Tuesday, 15 May 2007
Film: '28 Weeks Later'
After having seen ’28 Days Later’, you’d be forgiven for thinking that it was strictly a one-off with no real possibility of a sequel. The people infected by the Rage virus have gradually starved to death and tentative efforts are being made to re-establish contact with Britain by Europe and America. Job done, right? Wrong.
’28 Weeks Later’ starts off in the midst of the Rage virus and then fast forwards to the present day where the American military are attempting to re-build London. An act of cowardice, from the past, ultimately leads to the Rage virus breaking out once again and all control is lost in some quite stunning cinematic scenes. In the midst of the chaos, an American doctor and a disillusioned sniper fight to protect a boy whose blood may hold the key to stopping the virus…
People are at great pains to point out that the people infected by the Rage virus are ‘infected’, they are NOT zombies! Having said that, ’28 Weeks Later’ pays homage to the ‘zombie master’ George Romero in an opening farmhouse scene taken almost directly from ‘Night of the Living Dead’ and a ‘death by helicopter’ scene that has echoes of ‘Dawn of the Dead’. The movie doesn’t suffer for this as these scenes cater for both lovers of suspense and gore (and there’s plenty of gore!) The film is set in London and shots of empty deserted streets and landmarks are once again used to great effect (as with the previous film). The emptiness and silence are so compelling that when I left the cinema I had to give myself a little slap in the face and re-adjust to finding myself in the midst of a bustling crowd once again.
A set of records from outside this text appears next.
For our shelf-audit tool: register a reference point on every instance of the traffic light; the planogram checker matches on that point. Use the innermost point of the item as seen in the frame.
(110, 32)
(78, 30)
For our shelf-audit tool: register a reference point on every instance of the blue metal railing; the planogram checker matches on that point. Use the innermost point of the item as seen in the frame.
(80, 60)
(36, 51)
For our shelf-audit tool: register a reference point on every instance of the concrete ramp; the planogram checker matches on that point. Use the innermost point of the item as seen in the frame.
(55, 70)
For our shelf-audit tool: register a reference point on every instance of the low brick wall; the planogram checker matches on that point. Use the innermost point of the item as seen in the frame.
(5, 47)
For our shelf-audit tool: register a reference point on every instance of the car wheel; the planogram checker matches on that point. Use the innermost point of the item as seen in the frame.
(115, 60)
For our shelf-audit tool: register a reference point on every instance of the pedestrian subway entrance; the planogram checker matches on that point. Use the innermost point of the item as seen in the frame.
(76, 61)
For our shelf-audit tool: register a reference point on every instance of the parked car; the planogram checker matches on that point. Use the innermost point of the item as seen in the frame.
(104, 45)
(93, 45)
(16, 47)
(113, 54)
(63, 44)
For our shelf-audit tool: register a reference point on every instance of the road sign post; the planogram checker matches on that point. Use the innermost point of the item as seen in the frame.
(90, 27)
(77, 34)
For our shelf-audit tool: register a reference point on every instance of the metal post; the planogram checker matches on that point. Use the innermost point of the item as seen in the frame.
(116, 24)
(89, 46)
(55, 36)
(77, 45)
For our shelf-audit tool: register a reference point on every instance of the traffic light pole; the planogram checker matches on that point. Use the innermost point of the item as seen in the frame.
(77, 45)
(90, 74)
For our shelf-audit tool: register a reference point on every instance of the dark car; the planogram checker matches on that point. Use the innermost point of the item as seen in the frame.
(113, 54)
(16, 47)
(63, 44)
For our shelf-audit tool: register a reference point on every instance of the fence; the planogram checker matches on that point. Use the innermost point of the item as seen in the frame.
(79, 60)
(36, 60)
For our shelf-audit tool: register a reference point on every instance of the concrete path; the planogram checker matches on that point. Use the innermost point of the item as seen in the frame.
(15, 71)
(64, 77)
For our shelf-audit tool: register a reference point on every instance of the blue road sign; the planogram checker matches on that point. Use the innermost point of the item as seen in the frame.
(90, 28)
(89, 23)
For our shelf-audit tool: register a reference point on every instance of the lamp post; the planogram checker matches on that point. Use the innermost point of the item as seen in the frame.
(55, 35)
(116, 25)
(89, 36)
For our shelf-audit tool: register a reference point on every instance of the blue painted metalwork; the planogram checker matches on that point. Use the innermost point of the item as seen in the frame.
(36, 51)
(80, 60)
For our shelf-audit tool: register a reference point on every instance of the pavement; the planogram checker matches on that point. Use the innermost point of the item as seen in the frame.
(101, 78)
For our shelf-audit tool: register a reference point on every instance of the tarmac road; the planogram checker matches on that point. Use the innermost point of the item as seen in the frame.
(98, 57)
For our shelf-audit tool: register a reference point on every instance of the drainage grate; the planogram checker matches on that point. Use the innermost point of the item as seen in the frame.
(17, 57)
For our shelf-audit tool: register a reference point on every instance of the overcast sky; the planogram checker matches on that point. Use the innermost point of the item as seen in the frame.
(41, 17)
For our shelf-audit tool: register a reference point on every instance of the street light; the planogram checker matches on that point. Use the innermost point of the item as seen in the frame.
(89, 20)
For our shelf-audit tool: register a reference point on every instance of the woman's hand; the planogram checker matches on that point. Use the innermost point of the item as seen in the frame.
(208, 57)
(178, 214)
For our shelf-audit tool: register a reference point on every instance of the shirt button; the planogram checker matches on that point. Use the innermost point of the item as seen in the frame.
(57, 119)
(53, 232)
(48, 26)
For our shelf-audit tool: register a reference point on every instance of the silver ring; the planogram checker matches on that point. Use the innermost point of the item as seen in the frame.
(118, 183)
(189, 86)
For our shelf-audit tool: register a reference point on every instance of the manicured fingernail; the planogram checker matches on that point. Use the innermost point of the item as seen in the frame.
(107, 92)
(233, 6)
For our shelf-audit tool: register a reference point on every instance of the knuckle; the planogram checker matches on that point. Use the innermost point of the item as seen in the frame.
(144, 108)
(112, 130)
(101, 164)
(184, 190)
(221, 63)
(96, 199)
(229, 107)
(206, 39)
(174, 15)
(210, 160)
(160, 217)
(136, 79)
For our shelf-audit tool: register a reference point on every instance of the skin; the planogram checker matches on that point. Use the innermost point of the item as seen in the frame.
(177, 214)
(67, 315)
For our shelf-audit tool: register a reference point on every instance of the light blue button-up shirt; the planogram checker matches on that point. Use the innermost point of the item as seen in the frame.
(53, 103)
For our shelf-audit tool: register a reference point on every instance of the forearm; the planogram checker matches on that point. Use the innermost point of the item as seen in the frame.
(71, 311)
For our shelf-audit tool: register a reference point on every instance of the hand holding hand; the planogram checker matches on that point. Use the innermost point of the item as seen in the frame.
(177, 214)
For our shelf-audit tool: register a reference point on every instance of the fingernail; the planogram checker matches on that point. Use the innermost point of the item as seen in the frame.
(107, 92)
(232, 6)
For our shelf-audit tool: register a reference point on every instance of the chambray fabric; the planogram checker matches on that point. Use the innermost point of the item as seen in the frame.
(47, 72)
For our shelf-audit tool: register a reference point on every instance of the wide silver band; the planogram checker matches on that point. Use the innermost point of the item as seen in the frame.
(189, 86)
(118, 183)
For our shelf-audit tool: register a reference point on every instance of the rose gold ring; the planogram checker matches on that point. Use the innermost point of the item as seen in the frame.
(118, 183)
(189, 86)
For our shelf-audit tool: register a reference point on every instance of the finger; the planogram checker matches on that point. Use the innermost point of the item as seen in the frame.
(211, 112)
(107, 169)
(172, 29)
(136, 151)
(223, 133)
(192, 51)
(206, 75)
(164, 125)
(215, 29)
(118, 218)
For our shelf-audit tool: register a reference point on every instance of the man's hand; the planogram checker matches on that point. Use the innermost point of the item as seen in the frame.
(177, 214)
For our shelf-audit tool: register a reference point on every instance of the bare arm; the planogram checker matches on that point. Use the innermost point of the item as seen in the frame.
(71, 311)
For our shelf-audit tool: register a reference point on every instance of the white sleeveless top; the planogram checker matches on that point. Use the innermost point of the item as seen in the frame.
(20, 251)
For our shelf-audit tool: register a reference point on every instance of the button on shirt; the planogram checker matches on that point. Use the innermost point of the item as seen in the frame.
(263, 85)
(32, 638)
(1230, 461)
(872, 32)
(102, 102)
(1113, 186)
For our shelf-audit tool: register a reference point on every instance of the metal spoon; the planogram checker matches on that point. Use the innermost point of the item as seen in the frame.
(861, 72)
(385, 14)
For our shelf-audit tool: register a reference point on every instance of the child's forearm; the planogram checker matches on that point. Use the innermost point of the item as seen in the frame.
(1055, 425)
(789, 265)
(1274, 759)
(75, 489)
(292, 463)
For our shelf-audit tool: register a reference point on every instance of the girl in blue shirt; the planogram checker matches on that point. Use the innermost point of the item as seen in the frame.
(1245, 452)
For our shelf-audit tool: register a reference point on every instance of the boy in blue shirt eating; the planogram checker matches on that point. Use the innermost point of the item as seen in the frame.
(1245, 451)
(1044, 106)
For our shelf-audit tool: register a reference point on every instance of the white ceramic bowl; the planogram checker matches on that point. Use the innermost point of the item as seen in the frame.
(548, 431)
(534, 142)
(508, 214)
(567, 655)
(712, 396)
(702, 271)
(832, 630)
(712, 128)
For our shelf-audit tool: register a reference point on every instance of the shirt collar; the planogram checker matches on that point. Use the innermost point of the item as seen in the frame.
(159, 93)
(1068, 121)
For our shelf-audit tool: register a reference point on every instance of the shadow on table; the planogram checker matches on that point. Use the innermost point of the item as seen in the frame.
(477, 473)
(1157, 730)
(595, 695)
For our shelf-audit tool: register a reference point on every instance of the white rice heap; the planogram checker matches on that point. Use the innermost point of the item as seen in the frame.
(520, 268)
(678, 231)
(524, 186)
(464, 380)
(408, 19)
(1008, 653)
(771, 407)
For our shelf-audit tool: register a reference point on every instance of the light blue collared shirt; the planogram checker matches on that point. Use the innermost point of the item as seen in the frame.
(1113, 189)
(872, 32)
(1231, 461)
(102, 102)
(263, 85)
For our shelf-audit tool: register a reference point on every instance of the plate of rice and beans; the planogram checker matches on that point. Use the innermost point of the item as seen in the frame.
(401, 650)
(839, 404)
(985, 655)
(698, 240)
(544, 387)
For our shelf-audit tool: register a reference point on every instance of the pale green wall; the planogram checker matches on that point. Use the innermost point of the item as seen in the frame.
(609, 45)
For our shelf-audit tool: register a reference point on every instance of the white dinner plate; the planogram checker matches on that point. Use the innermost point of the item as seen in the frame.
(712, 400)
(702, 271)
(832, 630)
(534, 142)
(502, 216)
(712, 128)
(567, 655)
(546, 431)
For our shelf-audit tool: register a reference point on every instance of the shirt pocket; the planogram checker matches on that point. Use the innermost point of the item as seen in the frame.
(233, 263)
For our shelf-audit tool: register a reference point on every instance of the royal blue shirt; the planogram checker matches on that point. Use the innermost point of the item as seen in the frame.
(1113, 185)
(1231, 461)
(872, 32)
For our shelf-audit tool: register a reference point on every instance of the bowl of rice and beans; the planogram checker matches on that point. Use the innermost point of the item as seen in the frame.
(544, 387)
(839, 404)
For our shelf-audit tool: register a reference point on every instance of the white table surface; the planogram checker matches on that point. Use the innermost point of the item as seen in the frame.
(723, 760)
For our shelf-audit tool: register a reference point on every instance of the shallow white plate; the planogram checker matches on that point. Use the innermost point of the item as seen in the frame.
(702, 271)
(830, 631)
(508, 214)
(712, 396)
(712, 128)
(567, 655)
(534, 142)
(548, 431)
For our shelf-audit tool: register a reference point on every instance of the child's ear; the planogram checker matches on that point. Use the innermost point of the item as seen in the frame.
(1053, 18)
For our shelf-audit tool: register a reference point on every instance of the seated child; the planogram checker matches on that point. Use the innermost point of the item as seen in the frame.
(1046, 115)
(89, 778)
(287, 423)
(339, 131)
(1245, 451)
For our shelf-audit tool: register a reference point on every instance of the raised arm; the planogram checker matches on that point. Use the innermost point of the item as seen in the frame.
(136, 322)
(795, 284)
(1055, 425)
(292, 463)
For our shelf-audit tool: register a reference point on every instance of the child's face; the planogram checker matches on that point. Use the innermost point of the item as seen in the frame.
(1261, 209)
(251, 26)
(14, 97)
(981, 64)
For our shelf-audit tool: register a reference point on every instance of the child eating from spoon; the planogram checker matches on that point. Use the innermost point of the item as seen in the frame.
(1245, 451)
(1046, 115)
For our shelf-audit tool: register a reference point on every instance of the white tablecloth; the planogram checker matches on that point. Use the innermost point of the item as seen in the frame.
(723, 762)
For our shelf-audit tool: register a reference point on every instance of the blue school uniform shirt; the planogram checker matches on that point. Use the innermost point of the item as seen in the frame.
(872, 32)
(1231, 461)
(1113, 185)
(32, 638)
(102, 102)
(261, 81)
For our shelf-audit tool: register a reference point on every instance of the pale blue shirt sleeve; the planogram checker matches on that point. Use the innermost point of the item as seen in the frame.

I don’t live that far away from Canary Wharf (where the Americans make their base) and the shots of Greenwich in flames touched a nerve as it’s only just up the road from my house! The story itself is a fairly standard ‘Get from A to B, avoid being gutted by the infected’ tale but moments of suspense/carnage pad this out and make it very watchable. Certain characters do fall prey to overdone horror clichés (if I’m trying to avoid being killed by psychotic infected people, the last place I will hide is the London Underground!) but for the most part stand up to examination very well. Robert Carlyle gives a very good performance as the grief stricken Don while Rose Byrne and Jeremy Renner also stand out as American military personnel on the run from both the infected and their own side. Mackintosh Muggelton (great name!) and Imogen Potts both give muted performances as Don’s children. To be honest, I couldn’t tell you whether they were told to act traumatised or if it was simply a case of wooden acting.
Despite some flaws, ’28 Weeks Later’ is well worth a night out at the cinema, especially if you enjoyed the first one. Two hours worth of well executed gore and suspense is money well spent for the true horror fan and the ending holds the possibility of more films to come. I hope so anyway.